Homélie du dimanche 30 août 2020
par l’abbé Gaël de Breuvand

L’Évangile que nous venons d’entendre, le chapitre 16 chez saint Matthieu, est un tournant. La semaine dernière, nous avons entendu le passage qui précède : « Pour vous, qui suis-je ? » Et Pierre a répondu : « Tu es le Christ, le Messie, le Fils du Dieu vivant. » Et cette parole-là, elle réjouit Jésus qui lui confirme « Heureux es-tu, Simon, fils de Jonas, cette parole-là t’a été donnée par mon Père. Cette foi a été déposée en toi par Dieu le Père ». Et puis, à partir de ce moment-là, Jésus dévoile ce qui va arriver. Et ce qui s’annonce n’est pas rose. Jusqu’à présent les disciples pouvaient croire que ce Messie, ce Fils du Dieu vivant, allait être le grand vainqueur, celui qui allait lever des armées pour renverser les Romains, remettre les choses dans l’ordre… et voilà que Jésus leur dit : « Non, il va falloir que je souffre, que je sois tué » ; et on entend la réaction de Pierre : il ne supporte pas ça « Non, cela ne t’arrivera pas ! » Peut-être pense-t-il « Je serai là pour te défendre » ? Oui, nous aussi, souvent, nous préférerions un Messie qui soit un vainqueur, une sorte de roi victorieux, qui nous empêche d’avoir aucun problème et aucune difficulté ; mais ce n’est pas le chemin de Jésus.

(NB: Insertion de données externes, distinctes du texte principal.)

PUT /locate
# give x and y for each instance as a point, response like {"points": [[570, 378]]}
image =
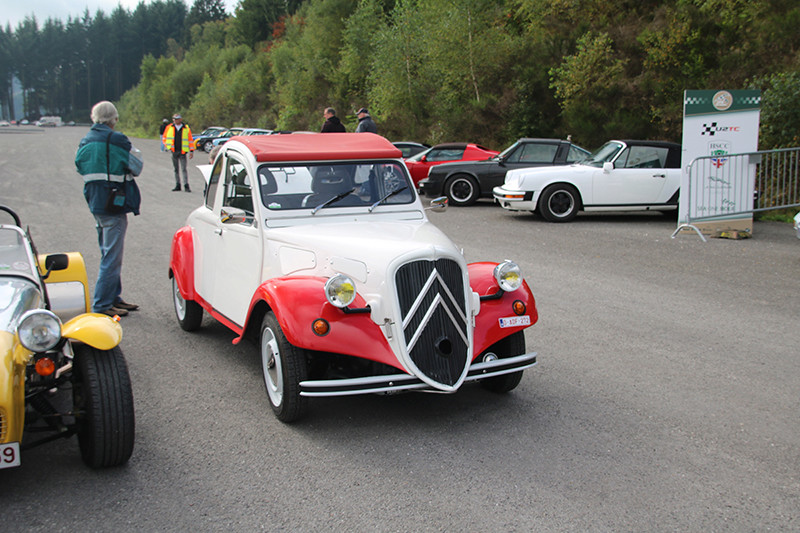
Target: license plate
{"points": [[9, 455], [514, 321]]}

Et peut-être que Jésus lui-même préférerait cela, c’est bien pour cela que lorsque Pierre lui dit : « Cela ne t’arrivera pas », Jésus reçoit cela comme une tentation. « Passe derrière moi, Satan », autrement dit, « l’opposant », « Passe derrière moi, car tu es pour moi une occasion de chute, un scandale. » Non, le chemin que Dieu propose est un chemin beaucoup moins attirant naturellement pour nous.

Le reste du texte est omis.